В послевоенное время в нашем коммунальном, одноэтажном, деревянном, ветхом, с постоянно протекающей крышей доме, проживало семь семей. Жильцы были разной национальности: русские, украинцы, белорусы, евреи и, даже, поляки. У каждой семьи был отдельный вход с  небольшой верандой. Все жили дружно, общее горе сближало людей любых национальностей. Все чтили национальные и религиозные обычаи друг друга. Например: если на православный праздник нельзя работать – не работали все жильцы. Двор у нас был небольшой: на нём умещалось по одной грядке и по сарайчику на каждую семью, несколько яблонь и груш, общий туалет.

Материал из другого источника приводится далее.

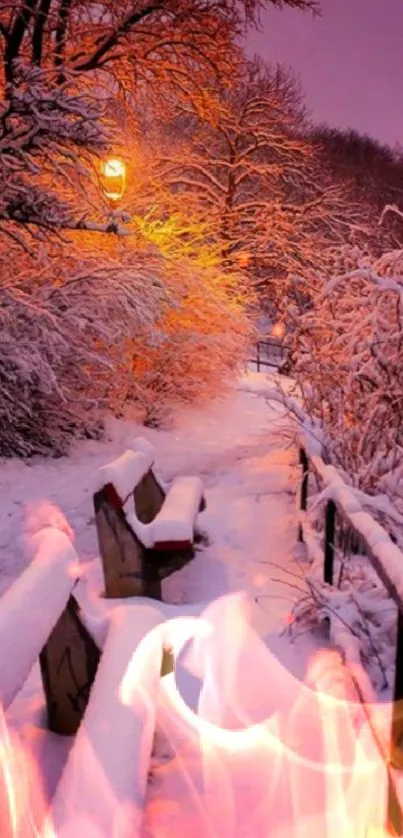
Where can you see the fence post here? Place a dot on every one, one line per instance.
(394, 811)
(330, 517)
(397, 707)
(304, 488)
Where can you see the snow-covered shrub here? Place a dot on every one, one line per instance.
(347, 347)
(61, 325)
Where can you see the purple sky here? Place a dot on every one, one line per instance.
(350, 61)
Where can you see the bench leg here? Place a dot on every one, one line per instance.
(68, 662)
(122, 554)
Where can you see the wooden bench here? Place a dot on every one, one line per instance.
(40, 618)
(146, 529)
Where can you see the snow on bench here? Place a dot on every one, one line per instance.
(145, 529)
(40, 618)
(102, 789)
(175, 522)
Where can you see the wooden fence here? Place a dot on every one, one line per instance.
(350, 530)
(269, 353)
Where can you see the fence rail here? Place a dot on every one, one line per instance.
(340, 530)
(269, 353)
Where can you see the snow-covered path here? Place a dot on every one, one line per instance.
(239, 447)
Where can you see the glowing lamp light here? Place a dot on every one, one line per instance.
(278, 330)
(114, 177)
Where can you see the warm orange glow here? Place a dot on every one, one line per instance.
(114, 174)
(278, 330)
(243, 259)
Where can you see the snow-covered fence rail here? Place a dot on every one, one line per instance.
(39, 618)
(270, 353)
(146, 530)
(349, 527)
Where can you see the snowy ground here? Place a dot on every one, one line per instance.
(240, 449)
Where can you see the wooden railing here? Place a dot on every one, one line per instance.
(269, 353)
(354, 532)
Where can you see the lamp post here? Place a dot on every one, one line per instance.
(113, 173)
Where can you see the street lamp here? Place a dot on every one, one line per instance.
(113, 172)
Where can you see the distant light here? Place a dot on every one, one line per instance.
(278, 330)
(114, 175)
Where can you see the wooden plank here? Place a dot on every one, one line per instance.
(122, 554)
(68, 663)
(148, 498)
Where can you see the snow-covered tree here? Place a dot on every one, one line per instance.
(74, 301)
(348, 360)
(249, 169)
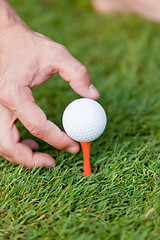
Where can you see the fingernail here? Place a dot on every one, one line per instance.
(72, 149)
(94, 91)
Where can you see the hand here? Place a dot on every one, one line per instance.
(28, 59)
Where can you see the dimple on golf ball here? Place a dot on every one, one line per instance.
(84, 120)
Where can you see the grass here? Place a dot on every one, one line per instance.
(121, 200)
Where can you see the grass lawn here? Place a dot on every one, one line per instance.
(121, 199)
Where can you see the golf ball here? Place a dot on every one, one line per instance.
(84, 120)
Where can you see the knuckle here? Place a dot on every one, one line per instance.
(37, 130)
(60, 49)
(82, 71)
(7, 95)
(4, 148)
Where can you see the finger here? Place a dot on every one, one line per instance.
(31, 143)
(76, 74)
(34, 119)
(19, 153)
(23, 155)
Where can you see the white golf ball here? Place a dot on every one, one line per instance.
(84, 120)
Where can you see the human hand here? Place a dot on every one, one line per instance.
(28, 59)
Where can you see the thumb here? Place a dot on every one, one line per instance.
(71, 70)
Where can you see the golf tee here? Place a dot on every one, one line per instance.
(86, 146)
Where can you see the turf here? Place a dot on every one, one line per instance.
(121, 199)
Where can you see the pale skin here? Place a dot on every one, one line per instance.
(28, 59)
(149, 9)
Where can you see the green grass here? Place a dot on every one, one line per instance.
(121, 199)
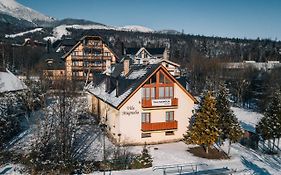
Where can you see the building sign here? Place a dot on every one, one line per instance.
(162, 102)
(130, 110)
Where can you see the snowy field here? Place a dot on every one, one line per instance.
(243, 160)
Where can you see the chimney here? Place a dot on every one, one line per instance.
(126, 64)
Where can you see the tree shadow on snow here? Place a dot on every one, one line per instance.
(254, 167)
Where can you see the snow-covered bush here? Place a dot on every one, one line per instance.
(144, 160)
(9, 117)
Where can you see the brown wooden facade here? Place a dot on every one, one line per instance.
(91, 54)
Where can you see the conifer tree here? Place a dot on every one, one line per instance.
(228, 122)
(270, 125)
(204, 131)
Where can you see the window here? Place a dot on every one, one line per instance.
(168, 133)
(147, 93)
(145, 135)
(85, 63)
(161, 92)
(159, 87)
(75, 73)
(153, 91)
(145, 117)
(169, 116)
(75, 63)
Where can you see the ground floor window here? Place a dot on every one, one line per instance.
(145, 135)
(169, 116)
(145, 117)
(168, 133)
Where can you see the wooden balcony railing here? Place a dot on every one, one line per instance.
(159, 126)
(150, 103)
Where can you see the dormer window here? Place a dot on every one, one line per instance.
(159, 86)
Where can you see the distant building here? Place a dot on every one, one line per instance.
(64, 45)
(90, 54)
(33, 43)
(266, 66)
(10, 83)
(146, 55)
(53, 66)
(141, 103)
(172, 67)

В каждой семье было по нескольку детей, но, ни у кого из них не было отцов, все сгинули на войне. Все вдовы мечтали выйти замуж хоть за какого-нибудь мужичонка: инвалида, алкоголика, чтобы кормить детей. Но их с войны пришло мало, да и нужно было им кормить чужих детей?!

Но одной из них повезло. Женщины звали её просто Людка. Они говорили:
- Надо же! Как повезло Людке! Нашелся мужик, да и не плохой: не пьёт, не курит, работящий, правда, немного болеет – след, оставленный войной, и взял её аж с четырьмя детьми. Самому старшему Славке, с копной пшеничных волос и чубом над правым глазом, было 16 лет. Остальные: Валя, Витька и Генка - были младше друг друга на три года. Дети были все красивые в мать, изголодавшиеся, худые. Мужа тёти Люды звали Миша Миронов, он был среднего роста, обычного телосложения, с бледным, от привезённой с войны бронхиальной астмы, и в тоже время, мужественным лицом. Он прошёл всю войну, был лётчиком. Пока он бил фашистов, семья его погибла при бомбёжке. Видно, воевал он доблестно, в праздник Победы  надевал военный китель весь в наградах. Он был очень скромный, и китель с наградами надевал не для хвастовства, а для испытания огромного чувства Победы.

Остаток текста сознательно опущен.